Symptomkontrolle und Ursachenbekämpfung

„Wir therapieren keine Laborwerte!“ Wie oft habe ich diesen Satz im Studium gehört. Wir therapieren keine Laborwerte, weil wir keine Symptome therapieren. Klar, manchmal muss man Symptome kontrollieren: Einen stark erhöhten Kaliumwert z.B. sollte man sehr zeitnah senken. Aber dann interessiert uns die Ursache, die hinter den Symptomen steht.

Diese Philosophie habe ich mit ins Hundetraining genommen.

Symptomkontrolle…

findet zuerst statt, damit alles nicht noch schlimmer wird! Kommt ein Mensch mit seinem unsicheren und leinenaggressiven Hund in mein Training, sprechen wir erst über Managementmaßnahmen und Gegen- und Umkonditionierung um Teufelskreise zu durchbrechen, damit ein Verhalten nicht durch Erfolg mehr und mehr gefestigt und gelernt wird. Vielleicht sprechen wir sogar über Schutzmaßnahmen, um Schaden zu verhindern.

Ursachenbekämpfung…

aber ist die langfristige Lösung, die nicht nur zu einem funktionierenden sondern zu einem GLÜCKLICHEN Hund führen soll. Käme es mir nur auf das Funktionieren an, würde ich über Strafe und Meideverhalten arbeiten. Das würde sicher und schnell zum „Erfolg“ führen, der Kunde wäre dankbar und der Hund… unglücklich! Nein, ich möchte mit meinen HundeMenschen an der Ursache arbeiten. Ich bin überzeugt, dass selbstbewusste, glückliche Hunde, die sich in ihrer Familie wohl und sicher fühlen, es nicht mehr nötig haben, aggressiv zu sein.
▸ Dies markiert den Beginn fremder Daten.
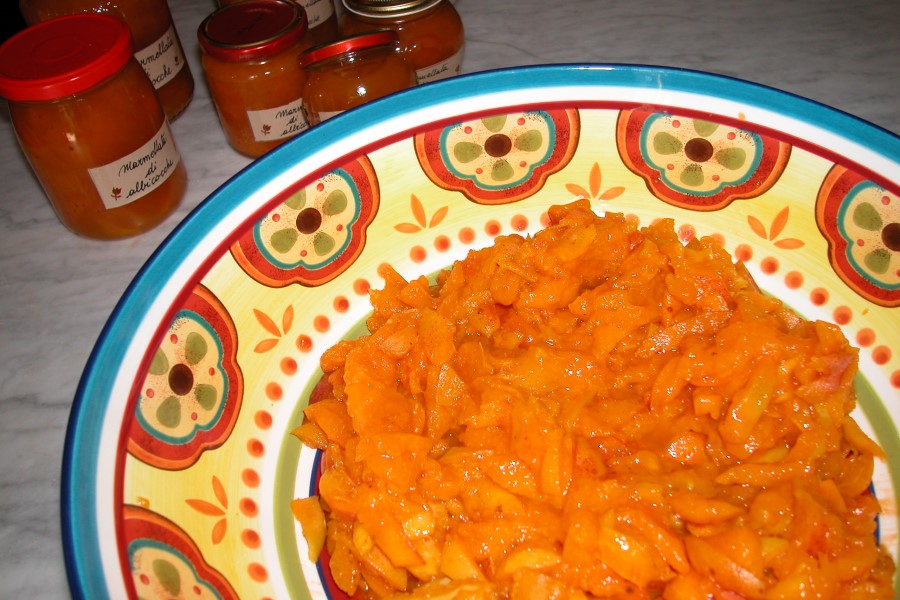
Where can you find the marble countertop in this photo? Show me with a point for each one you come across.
(57, 290)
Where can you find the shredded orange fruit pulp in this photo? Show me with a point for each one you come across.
(593, 411)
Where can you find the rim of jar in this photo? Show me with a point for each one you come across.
(384, 9)
(252, 29)
(355, 43)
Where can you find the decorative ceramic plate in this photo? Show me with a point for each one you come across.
(179, 463)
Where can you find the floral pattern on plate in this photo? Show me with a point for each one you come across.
(165, 562)
(191, 394)
(224, 509)
(697, 163)
(315, 232)
(497, 159)
(861, 221)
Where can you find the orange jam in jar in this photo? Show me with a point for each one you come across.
(91, 125)
(158, 48)
(431, 32)
(251, 53)
(321, 16)
(352, 71)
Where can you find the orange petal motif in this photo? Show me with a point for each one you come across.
(267, 323)
(219, 491)
(417, 209)
(778, 223)
(438, 216)
(265, 345)
(757, 227)
(207, 508)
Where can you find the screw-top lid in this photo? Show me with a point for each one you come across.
(63, 56)
(388, 8)
(252, 29)
(349, 44)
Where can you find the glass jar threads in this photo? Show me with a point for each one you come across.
(321, 16)
(352, 71)
(251, 55)
(91, 125)
(431, 32)
(158, 48)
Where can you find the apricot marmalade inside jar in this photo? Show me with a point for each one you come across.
(91, 125)
(251, 56)
(158, 47)
(431, 32)
(352, 71)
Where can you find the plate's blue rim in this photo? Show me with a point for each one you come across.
(81, 545)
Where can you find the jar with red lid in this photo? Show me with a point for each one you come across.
(251, 53)
(431, 32)
(352, 71)
(321, 16)
(157, 46)
(90, 124)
Deshalb fängt mein Training manchmal ganz anders an, als es meine Kunden erwarten. Und deshalb wundert und freut sich so mancher über positive Veränderungen im Verhalten seines Hundes, die er doch gar nicht trainiert hatte.

Echte Veränderung kommt von innen – beim Hund wie beim Menschen!

In diesem Sinne: Herzlich Willkommen bei Pürzelchen – Training für GLÜCKLICHE HundeMenschen!